Publicly traded digital asset manager

Bakkt Holdings, Inc., provides a software as a service (SaaS) and API platform for owning and trading cryptocurrency and facilitates fiat-to-stablecoin conversion. The company is organized in Delaware, with principal executive offices in New York City.

Bakkt was founded by Intercontinental Exchange (ICE), which also owns the New York Stock Exchange and owned around 20% of the company as of June 2026.

== History ==
=== 2018–2020: Under ICE ownership ===
In August 2018, Intercontinental Exchange formed Bakkt in partnership with Boston Consulting Group (BCG), Microsoft, Starbucks, and others to create a software platform to manage digital assets. Its first use cases was for trading and conversion of Bitcoin (BTC) versus fiat currencies. Kelly Loeffler served as Bakkt's CEO until her appointment to the United States Senate.

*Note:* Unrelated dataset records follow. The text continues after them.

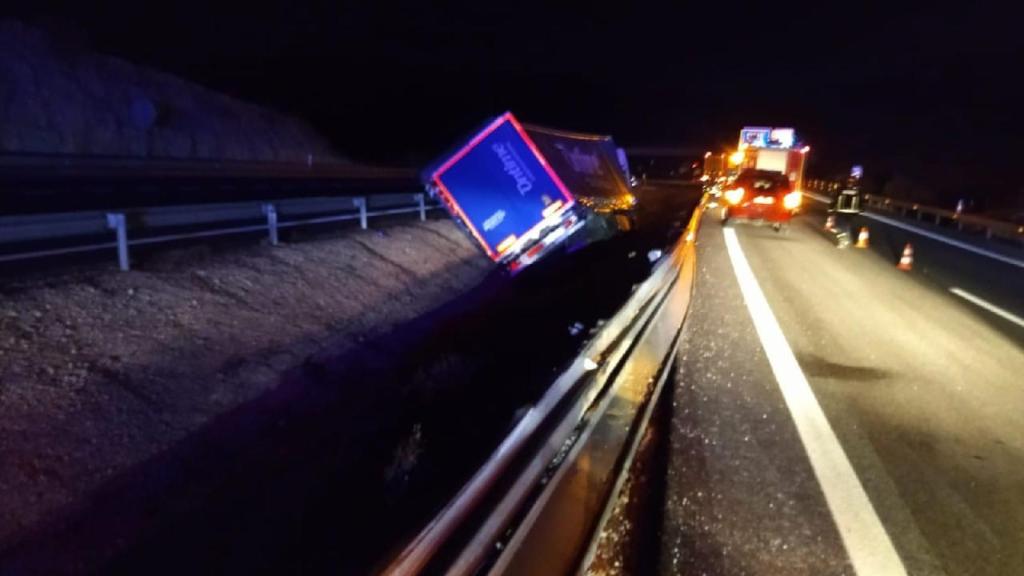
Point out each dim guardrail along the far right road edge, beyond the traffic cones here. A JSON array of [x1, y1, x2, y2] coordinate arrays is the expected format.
[[808, 180, 1024, 245]]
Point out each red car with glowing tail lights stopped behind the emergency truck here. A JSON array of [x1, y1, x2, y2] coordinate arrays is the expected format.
[[722, 169, 803, 231]]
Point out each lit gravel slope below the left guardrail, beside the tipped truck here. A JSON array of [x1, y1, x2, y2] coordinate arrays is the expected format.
[[0, 220, 492, 549]]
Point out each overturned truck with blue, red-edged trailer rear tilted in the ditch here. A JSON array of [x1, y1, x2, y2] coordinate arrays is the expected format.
[[423, 113, 635, 272]]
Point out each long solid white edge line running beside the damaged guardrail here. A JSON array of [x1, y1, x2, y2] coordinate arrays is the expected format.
[[723, 228, 906, 576]]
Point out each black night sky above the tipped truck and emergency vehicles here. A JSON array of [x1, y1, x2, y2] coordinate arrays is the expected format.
[[15, 0, 1024, 207]]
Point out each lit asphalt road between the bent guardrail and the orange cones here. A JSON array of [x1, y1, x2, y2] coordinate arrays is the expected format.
[[659, 199, 1024, 576]]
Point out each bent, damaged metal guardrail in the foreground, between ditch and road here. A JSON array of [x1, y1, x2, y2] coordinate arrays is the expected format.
[[384, 194, 706, 575]]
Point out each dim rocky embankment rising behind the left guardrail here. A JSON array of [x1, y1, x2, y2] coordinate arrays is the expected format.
[[0, 20, 336, 162]]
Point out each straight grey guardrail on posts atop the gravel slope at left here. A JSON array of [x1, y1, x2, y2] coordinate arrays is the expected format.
[[0, 194, 439, 271]]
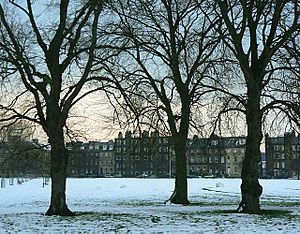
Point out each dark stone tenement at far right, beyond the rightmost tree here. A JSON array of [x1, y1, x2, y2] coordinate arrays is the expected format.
[[265, 132, 300, 179]]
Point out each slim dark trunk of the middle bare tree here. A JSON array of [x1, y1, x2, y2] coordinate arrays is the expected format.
[[170, 136, 190, 204]]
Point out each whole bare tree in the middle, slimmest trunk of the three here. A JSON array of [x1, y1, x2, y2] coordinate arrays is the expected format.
[[112, 0, 218, 204]]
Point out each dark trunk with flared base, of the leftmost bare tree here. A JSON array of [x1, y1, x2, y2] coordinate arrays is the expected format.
[[46, 130, 74, 216]]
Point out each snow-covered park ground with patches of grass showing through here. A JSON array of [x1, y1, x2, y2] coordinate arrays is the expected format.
[[0, 178, 300, 233]]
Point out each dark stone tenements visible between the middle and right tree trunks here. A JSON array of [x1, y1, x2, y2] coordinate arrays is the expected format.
[[187, 136, 246, 177]]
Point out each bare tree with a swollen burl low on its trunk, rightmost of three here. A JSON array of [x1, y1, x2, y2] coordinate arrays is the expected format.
[[217, 0, 300, 213]]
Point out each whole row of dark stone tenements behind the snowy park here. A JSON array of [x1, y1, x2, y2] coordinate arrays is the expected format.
[[67, 131, 300, 178]]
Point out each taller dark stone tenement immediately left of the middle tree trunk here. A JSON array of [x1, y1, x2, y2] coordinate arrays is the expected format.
[[115, 131, 175, 177]]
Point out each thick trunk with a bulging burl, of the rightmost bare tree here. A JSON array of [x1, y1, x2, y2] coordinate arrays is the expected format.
[[238, 82, 262, 213]]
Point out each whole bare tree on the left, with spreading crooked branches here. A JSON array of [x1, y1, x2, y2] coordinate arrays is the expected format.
[[0, 0, 108, 215]]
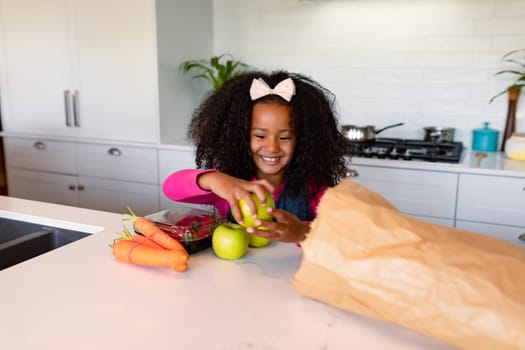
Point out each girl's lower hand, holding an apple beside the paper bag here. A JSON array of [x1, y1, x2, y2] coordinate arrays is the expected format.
[[246, 208, 310, 242]]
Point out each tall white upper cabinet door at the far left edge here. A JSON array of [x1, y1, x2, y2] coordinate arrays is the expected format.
[[0, 0, 73, 134]]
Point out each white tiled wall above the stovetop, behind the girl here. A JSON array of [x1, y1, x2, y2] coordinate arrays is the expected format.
[[214, 0, 525, 146]]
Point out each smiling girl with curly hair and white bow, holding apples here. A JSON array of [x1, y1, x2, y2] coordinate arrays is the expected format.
[[163, 71, 345, 242]]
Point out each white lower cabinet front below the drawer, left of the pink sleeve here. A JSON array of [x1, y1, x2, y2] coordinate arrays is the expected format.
[[78, 176, 159, 216]]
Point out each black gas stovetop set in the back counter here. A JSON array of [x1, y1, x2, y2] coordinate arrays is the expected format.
[[346, 138, 463, 163]]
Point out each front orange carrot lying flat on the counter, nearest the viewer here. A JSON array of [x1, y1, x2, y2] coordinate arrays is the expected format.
[[113, 239, 188, 272]]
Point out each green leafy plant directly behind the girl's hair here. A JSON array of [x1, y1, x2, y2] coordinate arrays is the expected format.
[[179, 54, 249, 90]]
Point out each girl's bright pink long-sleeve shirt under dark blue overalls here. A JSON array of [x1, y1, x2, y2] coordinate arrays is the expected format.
[[162, 169, 328, 218]]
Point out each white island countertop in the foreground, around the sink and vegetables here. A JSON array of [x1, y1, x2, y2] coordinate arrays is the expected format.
[[0, 197, 450, 350]]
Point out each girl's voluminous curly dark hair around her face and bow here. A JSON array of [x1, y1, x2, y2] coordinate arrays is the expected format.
[[188, 71, 345, 197]]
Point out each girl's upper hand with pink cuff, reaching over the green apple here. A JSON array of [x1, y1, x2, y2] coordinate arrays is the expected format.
[[197, 171, 275, 223]]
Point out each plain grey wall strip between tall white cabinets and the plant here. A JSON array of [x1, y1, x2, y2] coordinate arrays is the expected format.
[[156, 0, 213, 144]]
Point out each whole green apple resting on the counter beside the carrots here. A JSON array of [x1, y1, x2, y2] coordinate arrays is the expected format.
[[211, 223, 250, 260]]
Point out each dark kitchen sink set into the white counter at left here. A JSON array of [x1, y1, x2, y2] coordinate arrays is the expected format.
[[0, 218, 90, 270]]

In January 2019, Bakkt acquired certain assets of Rosenthal Collins Group to advance its consumer payments initiatives.

In April 2019, Bakkt acquired Digital Asset Custody Company (DACC).

In September 2019, after regulatory delays, Intercontinental Exchange began trading of bitcoin futures.

In February 2020, Intercontinental Exchange acquired Bridge2 Solutions, a loyalty rewards provider, which was then contributed to Bakkt.

=== 2021–present: Public company ===
In October 2021, Bakkt completed a merger with VPC Impact Acquisition Holdings, a special-purpose acquisition company sponsored by Victory Park Capital and was listed on the New York Stock Exchange.

In April 2023, Bakkt acquired Chicago-based integrated crypto trading platform, Apex Crypto.

In March 2025, Akshay Naheta was appointed as the co-chief executive officer and the company also entered into a commercial agreement with Distributed Technologies Research (DTR). Naheta was named the sole CEO effective September 2025.

In July 2025, the company announced it will sell its loyalty points business for $11 million. The company completed the sale in October 2025.

In August 2025, the acquired approximately 30% of the outstanding shares of MarushoHotta, which was renamed Bitcoin Japan.

In November 2025, the company simplified the capital structure and eliminated its umbrella partnership-C corporation "Up-C" structure and transitioned to a single class of stock.

In January 2026, the company changed its corporate name from Bakkt Holdings, Inc. to Bakkt, Inc.

In April 2026, the company acquired Distributed Technologies Research (DTR).